Donut hesitated. “Okay, Carl.”

The ground rumbled as a distant cliff crumbled into the ocean far below.

I entered the house, and I closed the door behind me.



Chapter 243


And then, there he was. Right there in the living room.

“Holy shit,” I muttered.

It was him. My father. I hadn’t seen him in over twelve years, not since that day, and there he was.

There’s this scent one associates with their parents. You don’t even think about it until you’ve been away for so long, and it returns, dragging unwelcome memories with it, shoving them at you all at once. That scent was here, burned into the thin walls. I don’t even know what that smell was. It was a strange, but subtle musk that only clung to him. It was here, in this trailer, but it wasn’t alone. It was faint, mixed with the antiseptic scent of a dying man.

He was in a hospital bed, which was parked right there in the middle of the room. There was nobody in here except him. There weren’t any monitors or diodes or anything I’d normally associate with someone in such a state, with the exception of a single IV bag that dangled off a pole attached to the bed. The saline bag was almost done, and the clear tube snaked into his arm. The man was swallowed by that large bed. He was awake, back elevated, slitted eyes fixed on the television screen, which was showing a baseball game.

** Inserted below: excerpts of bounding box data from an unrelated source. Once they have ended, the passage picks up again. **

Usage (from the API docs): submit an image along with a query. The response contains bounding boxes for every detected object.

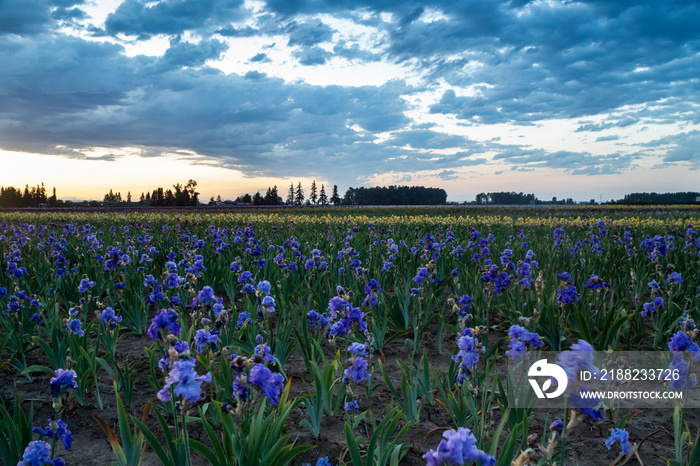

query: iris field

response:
[0,207,700,466]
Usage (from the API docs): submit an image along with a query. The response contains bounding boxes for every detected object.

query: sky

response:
[0,0,700,201]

The room had obviously been recently rearranged for this setup. The couch was pushed all the way to the side up against an old, cheap entertainment console with the television facing the bed. A small dinette table was on its sides, legs folded in with four chairs stacked up against it near the refrigerator, to make room.

All the windows had purple curtains featuring that same flower upon them. Alliums.

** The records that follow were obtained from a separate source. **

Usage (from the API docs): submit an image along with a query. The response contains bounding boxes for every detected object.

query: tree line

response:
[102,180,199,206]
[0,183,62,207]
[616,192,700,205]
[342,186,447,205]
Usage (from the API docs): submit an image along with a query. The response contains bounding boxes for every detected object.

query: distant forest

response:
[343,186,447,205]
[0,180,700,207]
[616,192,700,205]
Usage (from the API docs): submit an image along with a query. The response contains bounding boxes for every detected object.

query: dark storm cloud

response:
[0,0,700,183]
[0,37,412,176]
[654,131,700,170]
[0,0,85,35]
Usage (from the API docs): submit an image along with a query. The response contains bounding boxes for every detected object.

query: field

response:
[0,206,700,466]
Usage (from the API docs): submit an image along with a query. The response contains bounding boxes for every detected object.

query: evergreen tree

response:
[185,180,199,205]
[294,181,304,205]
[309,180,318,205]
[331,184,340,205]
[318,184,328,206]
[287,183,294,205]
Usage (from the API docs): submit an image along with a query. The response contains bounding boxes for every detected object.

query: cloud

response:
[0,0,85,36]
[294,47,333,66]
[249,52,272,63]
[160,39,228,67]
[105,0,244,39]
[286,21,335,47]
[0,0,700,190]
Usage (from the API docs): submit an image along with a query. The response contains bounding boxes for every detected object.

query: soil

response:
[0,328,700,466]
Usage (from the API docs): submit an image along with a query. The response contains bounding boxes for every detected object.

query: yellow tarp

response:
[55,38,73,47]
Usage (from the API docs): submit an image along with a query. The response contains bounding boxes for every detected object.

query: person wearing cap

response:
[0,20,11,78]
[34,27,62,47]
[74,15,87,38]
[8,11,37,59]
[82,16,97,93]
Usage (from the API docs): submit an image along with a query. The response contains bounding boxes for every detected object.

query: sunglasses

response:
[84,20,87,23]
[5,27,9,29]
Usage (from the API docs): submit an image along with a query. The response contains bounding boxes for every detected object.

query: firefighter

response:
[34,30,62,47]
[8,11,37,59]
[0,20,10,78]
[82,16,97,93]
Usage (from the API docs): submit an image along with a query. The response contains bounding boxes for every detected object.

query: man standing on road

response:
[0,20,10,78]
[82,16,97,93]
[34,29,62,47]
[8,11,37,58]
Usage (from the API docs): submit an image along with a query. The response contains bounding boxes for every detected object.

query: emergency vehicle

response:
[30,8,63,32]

My dad had always been a big guy, though I’d eventually grow to be much bigger than him. Still, when I remembered him, he was always huge, larger than life. The silhouette outside on that stupid vending machine. Not this. Not this shell.

This is it? This is what I’ve been afraid of?

He was sick. He was dying. The man weighed maybe 140 pounds, easily 80 pounds lighter than he’d been at his prime. His hair, which he’d always dyed brown, was mostly gone, now just gray, sickly wisps upon his head. His skin had taken on a deep, yellow tone and was mottled with spots.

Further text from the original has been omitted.